Member of the Tennessee Senate from the 9th district
- In office January 10, 1995 – January 9, 2007
- Preceded by: Charles Patten
- Succeeded by: Dewayne Bunch

Personal details
- Born: November 9, 1962 (age 63)
- Party: Republican
- Spouse: Bridget Miller (div. 2006)
- Children: 3
- Education: University of Tennessee (BA) Winston College of Law (JD)

= Jeff Miller (Tennessee politician) =

American politician

Jeffrey Andrew Miller (born November 9, 1962) is an attorney and politician from Cleveland, Tennessee. From 1994 until 2006, Miller was a Republican member of the Tennessee Senate.

==Biography==
Miller received a Bachelor of Arts degree from the University of Tennessee in 1985, and in 1987 graduated from the University of Tennessee College of Law. He received his law license in 1988.

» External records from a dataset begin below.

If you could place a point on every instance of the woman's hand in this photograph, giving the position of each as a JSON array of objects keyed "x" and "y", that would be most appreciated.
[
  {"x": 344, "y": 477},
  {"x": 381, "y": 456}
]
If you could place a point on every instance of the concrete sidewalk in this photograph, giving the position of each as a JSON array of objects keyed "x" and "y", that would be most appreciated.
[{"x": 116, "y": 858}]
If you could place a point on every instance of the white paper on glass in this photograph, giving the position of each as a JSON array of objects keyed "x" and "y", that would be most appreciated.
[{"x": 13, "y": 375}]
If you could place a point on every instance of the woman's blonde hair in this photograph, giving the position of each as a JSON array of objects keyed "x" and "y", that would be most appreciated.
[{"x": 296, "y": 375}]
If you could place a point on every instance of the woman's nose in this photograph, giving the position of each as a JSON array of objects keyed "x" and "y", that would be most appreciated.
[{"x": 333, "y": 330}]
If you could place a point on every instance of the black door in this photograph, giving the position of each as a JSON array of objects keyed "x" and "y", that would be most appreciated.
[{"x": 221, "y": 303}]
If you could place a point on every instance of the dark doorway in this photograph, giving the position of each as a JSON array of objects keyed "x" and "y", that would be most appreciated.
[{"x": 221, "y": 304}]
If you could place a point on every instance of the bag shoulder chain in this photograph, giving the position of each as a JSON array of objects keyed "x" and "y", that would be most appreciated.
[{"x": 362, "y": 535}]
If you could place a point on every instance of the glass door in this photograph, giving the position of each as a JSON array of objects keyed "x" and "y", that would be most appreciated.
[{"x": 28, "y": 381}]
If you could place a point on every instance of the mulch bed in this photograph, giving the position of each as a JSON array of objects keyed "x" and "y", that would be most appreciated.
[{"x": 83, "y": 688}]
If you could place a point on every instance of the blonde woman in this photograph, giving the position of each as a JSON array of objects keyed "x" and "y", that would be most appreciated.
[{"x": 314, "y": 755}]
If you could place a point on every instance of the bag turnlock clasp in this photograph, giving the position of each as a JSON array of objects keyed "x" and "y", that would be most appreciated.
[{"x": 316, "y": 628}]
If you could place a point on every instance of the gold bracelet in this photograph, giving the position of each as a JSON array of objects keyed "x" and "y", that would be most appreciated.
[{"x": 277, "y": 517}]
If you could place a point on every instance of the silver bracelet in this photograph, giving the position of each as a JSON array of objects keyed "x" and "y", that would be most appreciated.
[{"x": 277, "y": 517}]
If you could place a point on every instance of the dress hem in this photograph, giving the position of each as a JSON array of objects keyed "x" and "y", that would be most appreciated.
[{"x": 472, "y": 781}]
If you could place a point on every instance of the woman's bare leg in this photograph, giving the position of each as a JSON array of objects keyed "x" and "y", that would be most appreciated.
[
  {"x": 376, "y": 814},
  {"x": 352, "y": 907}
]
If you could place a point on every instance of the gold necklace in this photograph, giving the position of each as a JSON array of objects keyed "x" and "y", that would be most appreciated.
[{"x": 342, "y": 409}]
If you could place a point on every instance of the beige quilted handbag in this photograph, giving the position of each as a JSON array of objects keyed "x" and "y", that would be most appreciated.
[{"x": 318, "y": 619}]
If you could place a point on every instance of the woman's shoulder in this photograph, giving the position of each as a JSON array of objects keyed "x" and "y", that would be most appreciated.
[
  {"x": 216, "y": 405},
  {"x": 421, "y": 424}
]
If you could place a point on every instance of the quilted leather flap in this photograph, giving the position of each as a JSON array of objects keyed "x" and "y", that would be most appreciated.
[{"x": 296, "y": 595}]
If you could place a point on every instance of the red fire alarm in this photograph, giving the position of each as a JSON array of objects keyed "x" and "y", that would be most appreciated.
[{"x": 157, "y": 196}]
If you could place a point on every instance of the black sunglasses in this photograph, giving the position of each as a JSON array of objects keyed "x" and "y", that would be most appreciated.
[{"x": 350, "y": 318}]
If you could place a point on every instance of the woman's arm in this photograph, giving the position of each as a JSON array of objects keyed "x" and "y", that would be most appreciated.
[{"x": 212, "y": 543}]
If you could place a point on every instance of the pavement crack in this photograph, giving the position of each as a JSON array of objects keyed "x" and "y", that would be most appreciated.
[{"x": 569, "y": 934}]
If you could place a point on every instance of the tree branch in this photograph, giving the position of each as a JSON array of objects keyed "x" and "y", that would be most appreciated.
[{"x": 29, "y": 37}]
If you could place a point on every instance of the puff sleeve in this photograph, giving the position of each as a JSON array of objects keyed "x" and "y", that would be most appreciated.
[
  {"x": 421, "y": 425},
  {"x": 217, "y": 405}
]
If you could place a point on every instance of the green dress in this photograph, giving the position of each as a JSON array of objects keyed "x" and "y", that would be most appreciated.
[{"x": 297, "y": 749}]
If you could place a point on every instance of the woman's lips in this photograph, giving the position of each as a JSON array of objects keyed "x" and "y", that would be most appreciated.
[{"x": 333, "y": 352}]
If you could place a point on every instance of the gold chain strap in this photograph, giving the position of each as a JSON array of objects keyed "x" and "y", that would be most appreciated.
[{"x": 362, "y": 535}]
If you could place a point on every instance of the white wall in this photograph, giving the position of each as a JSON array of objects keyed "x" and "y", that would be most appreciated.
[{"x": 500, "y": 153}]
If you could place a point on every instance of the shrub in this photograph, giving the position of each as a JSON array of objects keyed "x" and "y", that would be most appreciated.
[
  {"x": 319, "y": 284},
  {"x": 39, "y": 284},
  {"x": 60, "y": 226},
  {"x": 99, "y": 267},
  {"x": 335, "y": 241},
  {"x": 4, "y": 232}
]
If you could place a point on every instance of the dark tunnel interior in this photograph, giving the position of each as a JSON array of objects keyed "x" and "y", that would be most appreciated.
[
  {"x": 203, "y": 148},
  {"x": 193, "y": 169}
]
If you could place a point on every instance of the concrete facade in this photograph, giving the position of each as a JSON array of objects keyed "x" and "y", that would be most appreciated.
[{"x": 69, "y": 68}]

As a State Senator, Miller was a strong opponent of a state income tax. He also led efforts to put a constitutional amendment on the ballot to ban same-sex marriage. This took place around the same time Miller failed to uphold the sanctity of his own marriage, carrying on extra-marital affairs with his then-legislative research assistant, Jessa Fahey. He was instrumental in the imposition of the state lottery, ensuring that all money collected was directed to education, and passed the "sales tax holiday", providing Tennesseans with a weekend during which they can buy clothing, school supplies, and qualifying computers without paying sales tax.

Miller has served a total of three terms in the state senate; he previously announced his intention to retire after the end of his second term in 2002 but subsequently reconsidered and was again re-elected. In February 2006 Miller announced that he would not seek a fourth term.

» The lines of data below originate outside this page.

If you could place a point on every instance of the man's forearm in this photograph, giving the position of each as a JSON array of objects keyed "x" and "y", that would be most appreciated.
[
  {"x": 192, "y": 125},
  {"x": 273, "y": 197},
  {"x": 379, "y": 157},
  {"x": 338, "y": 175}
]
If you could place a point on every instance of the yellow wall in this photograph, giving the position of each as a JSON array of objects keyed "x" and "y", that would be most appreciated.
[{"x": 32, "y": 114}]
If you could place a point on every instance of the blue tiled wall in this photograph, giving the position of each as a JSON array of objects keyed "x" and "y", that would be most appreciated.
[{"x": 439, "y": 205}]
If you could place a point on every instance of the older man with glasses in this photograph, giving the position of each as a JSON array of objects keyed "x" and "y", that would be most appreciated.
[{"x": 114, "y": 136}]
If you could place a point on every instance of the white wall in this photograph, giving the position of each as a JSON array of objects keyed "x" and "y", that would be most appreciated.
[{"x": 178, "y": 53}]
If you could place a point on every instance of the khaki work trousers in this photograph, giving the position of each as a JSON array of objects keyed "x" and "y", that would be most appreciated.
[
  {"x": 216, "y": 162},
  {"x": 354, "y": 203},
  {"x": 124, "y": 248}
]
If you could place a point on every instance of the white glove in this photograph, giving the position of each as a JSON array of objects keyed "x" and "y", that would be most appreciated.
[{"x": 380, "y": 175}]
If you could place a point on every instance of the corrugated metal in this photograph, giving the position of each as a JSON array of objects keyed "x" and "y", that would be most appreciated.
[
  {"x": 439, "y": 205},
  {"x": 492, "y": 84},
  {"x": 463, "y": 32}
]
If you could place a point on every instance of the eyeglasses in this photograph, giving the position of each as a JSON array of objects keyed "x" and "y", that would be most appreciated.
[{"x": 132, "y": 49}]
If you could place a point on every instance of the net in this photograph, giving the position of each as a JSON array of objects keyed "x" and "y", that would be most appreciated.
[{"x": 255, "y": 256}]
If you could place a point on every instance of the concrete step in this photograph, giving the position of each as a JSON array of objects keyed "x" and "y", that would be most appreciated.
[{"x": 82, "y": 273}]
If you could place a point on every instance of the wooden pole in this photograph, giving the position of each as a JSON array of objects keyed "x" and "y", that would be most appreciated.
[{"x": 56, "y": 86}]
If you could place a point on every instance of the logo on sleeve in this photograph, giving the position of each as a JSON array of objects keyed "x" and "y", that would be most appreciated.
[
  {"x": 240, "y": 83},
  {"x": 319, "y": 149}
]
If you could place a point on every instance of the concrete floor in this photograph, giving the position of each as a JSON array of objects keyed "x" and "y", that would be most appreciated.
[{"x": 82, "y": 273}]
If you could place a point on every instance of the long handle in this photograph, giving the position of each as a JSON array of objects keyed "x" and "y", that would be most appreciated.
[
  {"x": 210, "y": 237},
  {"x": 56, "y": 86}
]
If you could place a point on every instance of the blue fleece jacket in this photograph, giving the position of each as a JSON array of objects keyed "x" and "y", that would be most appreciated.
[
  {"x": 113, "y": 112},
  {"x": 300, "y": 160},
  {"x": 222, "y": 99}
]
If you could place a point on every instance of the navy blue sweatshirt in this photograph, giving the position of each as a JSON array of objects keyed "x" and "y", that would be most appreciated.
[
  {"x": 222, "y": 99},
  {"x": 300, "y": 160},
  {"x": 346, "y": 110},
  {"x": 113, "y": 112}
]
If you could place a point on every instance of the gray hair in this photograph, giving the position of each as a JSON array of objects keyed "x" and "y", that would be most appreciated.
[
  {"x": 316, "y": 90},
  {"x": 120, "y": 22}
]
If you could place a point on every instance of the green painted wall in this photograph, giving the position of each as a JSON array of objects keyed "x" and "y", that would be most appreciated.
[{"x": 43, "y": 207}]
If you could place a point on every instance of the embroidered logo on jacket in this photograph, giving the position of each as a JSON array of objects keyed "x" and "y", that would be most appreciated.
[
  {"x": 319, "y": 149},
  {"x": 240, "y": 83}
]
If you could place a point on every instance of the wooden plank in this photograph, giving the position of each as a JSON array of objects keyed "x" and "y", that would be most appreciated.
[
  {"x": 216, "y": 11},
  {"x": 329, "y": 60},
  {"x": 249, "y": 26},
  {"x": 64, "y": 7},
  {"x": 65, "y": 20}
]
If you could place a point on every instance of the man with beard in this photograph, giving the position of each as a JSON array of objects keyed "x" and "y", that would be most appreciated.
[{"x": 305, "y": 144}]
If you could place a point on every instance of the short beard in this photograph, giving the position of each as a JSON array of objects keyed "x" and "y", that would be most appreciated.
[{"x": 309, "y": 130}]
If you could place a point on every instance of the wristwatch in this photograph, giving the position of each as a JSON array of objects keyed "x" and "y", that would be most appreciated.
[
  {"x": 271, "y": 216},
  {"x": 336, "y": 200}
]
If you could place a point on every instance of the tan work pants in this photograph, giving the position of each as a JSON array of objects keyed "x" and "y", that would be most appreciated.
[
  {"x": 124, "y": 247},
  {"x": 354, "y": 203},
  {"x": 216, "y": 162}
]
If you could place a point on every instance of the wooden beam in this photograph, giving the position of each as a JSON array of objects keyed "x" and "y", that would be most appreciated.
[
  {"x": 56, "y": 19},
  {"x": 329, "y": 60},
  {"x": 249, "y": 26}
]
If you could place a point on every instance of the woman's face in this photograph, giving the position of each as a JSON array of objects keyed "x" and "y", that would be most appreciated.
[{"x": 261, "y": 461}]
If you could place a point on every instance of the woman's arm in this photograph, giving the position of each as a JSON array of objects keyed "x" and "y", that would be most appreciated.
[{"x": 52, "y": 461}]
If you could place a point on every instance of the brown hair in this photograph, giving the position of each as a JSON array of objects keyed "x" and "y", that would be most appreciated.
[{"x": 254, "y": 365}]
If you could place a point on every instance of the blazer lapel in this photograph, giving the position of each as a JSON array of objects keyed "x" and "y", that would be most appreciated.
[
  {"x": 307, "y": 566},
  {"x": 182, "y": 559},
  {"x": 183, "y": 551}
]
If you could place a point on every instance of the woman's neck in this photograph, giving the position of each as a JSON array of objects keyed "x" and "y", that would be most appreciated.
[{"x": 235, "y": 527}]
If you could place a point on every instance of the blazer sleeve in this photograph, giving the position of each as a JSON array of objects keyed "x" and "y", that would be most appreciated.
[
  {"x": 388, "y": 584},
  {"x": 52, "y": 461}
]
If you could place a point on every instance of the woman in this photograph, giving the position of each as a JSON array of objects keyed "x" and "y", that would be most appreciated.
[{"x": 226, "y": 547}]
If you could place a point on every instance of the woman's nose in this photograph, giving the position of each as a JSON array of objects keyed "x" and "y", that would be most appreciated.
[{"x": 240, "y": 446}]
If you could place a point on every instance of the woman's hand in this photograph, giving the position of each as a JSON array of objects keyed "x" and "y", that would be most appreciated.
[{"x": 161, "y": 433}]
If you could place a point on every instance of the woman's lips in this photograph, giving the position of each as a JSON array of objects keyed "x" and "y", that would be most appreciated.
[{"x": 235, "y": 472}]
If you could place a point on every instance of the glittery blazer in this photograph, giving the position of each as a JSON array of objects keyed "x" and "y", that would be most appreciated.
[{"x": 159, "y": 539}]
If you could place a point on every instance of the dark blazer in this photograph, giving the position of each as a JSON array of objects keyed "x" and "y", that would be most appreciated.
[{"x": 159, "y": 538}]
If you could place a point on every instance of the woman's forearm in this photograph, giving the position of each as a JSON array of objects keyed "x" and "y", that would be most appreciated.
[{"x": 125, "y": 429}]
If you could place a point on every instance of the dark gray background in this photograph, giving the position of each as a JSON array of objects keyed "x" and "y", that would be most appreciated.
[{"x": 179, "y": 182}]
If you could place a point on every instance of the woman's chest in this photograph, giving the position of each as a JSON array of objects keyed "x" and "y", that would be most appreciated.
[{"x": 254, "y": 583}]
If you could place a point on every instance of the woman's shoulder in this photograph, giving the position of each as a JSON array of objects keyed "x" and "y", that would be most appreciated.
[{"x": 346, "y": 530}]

In January 2009, the Tennessee Bureau of Investigation raided his Cleveland law office, alleging Miller may have over-billed the Bradley County while he served as the delinquent tax attorney. Miller was arraigned in May 2009 on misconduct and conspiracy charges. At trial, the judge dismissed two of the three charges before the defense put on any proof. When the state rested, the defense opted not to move forward and the jury found Miller not guilty of the last charge.

Miller now practices law full-time in Cleveland, Tennessee.

=== 2024 candidacy for district attorney ===
In 2023, Miller announced his candidacy for district attorney, for Tennessee's 10th Judicial District, which encompasses Bradley, Polk, Monroe, and McMinn counties. This after the incumbent, Steve Crump, resigned to become the executive director of the Tennessee State District Attorney's Conference.